When I checked my mails this morning I saw many that told me about errors on my server:
ssh_exchange_identification: Connection closed by remote host
In: STARTTLS
Out: 454 4.7.0 TLS not available due to local problem
Session aborted, reason: lost connection
sendmail: warning: fork: Cannot allocate memory
postdrop: fatal: inet_addr_local[getifaddrs]: getifaddrs: Cannot allocate memory
sendmail: warning: command "/usr/sbin/postdrop -r" exited with status 1
sendmail: fatal: cweiske(1001): unable to execute /usr/sbin/postdrop -r: Cannot allocate memory
Also, spamassassin had died multiple times yesterday and it also wasn't running this morning.
Cause study
RAM
"Cannot allocate memory" sounds as if RAM is full. The server is a VPS at HostEurope and has 8 GiB of RAM guranteed, and 8 optional ones that are shared with the other virtual servers on this machine.
My first thought was that 8 GiB were used and Linux tried to allocate optional RAM that was already used up by the other servers. Munin showed that I was using only 6 GiB of active memory, and htop showed active RAM usage of 3.7 GiB. That did not really look like it would be the cause.
Control Panel
Then I looked at the VPS' Parallels Control Panel: The status indicator was red, "Resource shortage".
The "Resource Alerts" page showed:
Resource numothersock red alert on environment lvps5-35-241-22.dedicated.hosteurope.de current value: 1000 soft limit: hard limit: 1024
The help for numothersock was:
The number of sockets other than TCP ones.
Local (UNIX-domain) sockets are used for communications inside the system.

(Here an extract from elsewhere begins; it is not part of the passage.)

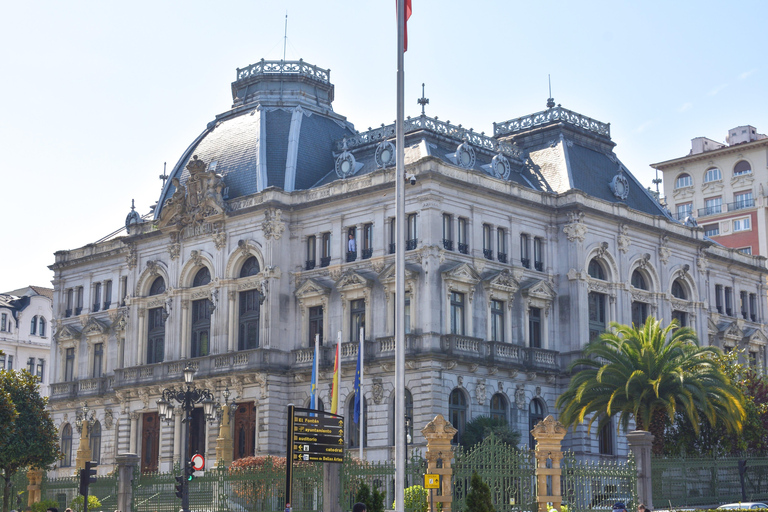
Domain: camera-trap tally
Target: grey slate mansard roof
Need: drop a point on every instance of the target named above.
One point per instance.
(282, 132)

UDP sockets are used, for example, for Domain Name Service (DNS) queries.
UDP and other sockets may also be used in some very specialized applications (SNMP agents and others).
Bingo.
numothersock
/proc/user_beancounters contains the numothersock value:
$ cat /proc/user_beancounters Version: 2.5 uid resource held maxheld barrier limit failcnt [...] numothersock 1021 1024 1024 1024 40 [...]
The I tried to find out which process caused this high number, by grepping for the numothersock value, stopping a service and grepping again. The resulting list was not very accurate and did not give an indication for the error:
apache 20 courier-authdaemon 5 courier-imap 5 courier-imap-ssl 100 elasticsearch 0 ejabberd 0 gearman 10 memcached 0 mysql 10 postfix 100 spamassassin 2
I tried to keep the server functional while doing this by quickly stopping, grepping and then restarting the services.

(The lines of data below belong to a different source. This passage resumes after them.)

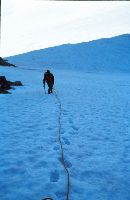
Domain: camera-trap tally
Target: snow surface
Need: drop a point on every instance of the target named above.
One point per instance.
(95, 132)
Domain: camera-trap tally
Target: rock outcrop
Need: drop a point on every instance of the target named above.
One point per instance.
(7, 85)
(4, 62)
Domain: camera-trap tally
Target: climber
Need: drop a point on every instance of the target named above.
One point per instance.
(49, 79)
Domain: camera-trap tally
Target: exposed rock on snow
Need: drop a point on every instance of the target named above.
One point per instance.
(7, 85)
(5, 63)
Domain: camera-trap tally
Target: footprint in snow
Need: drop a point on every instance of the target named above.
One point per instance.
(54, 176)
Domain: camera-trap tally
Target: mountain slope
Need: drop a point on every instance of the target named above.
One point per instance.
(99, 55)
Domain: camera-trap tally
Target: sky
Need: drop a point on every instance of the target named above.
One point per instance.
(28, 25)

Failing to find the cause with that approach, I simply shut down all services one after each other. After they were down, numothersock still showed over 600.

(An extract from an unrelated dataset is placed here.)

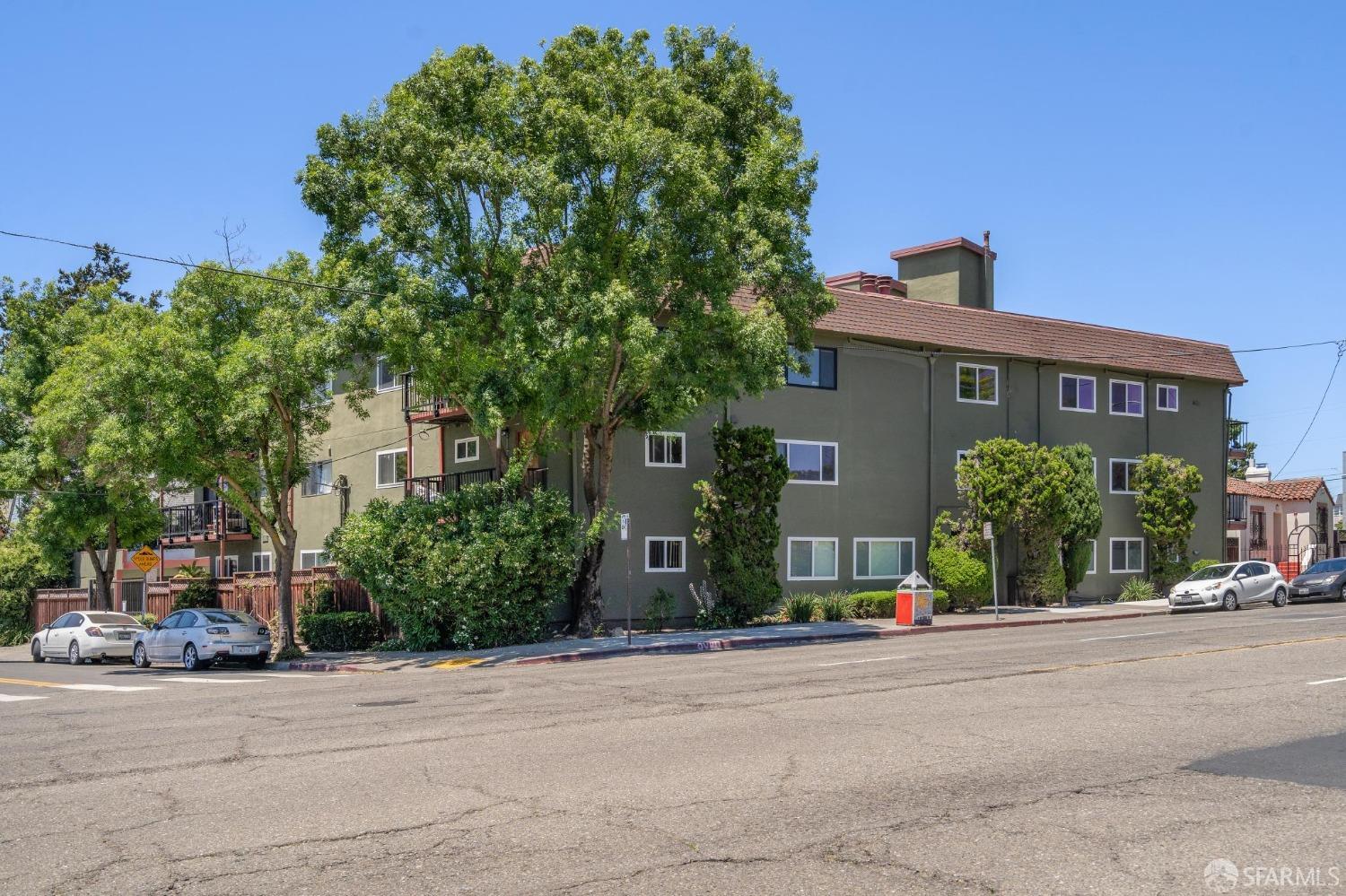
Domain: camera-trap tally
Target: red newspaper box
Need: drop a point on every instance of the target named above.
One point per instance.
(915, 602)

In ps I saw a couple of systemd-logind instances:
$ ps aux|grep systemd-logind|wc -l 217
After killing them all, numothersock was down by 600.
systemd?
Seeing those systemd-logind instances made me remember lines I saw in /var/log/syslog, sometimes 6 of them per minute:
dbus[2427]: [system] Activating service name='org.freedesktop.systemd1' (using servicehelper) dbus[2427]: [system] Successfully activated service 'org.freedesktop.systemd1'
I asked for help in #systemd and was told that this isn't normal. That service was meant to be running as pid 1, and should never be able to be "successfully activated" otherwise. But pid 1 was init, and even /proc/1/comm showed nothing systemd-y.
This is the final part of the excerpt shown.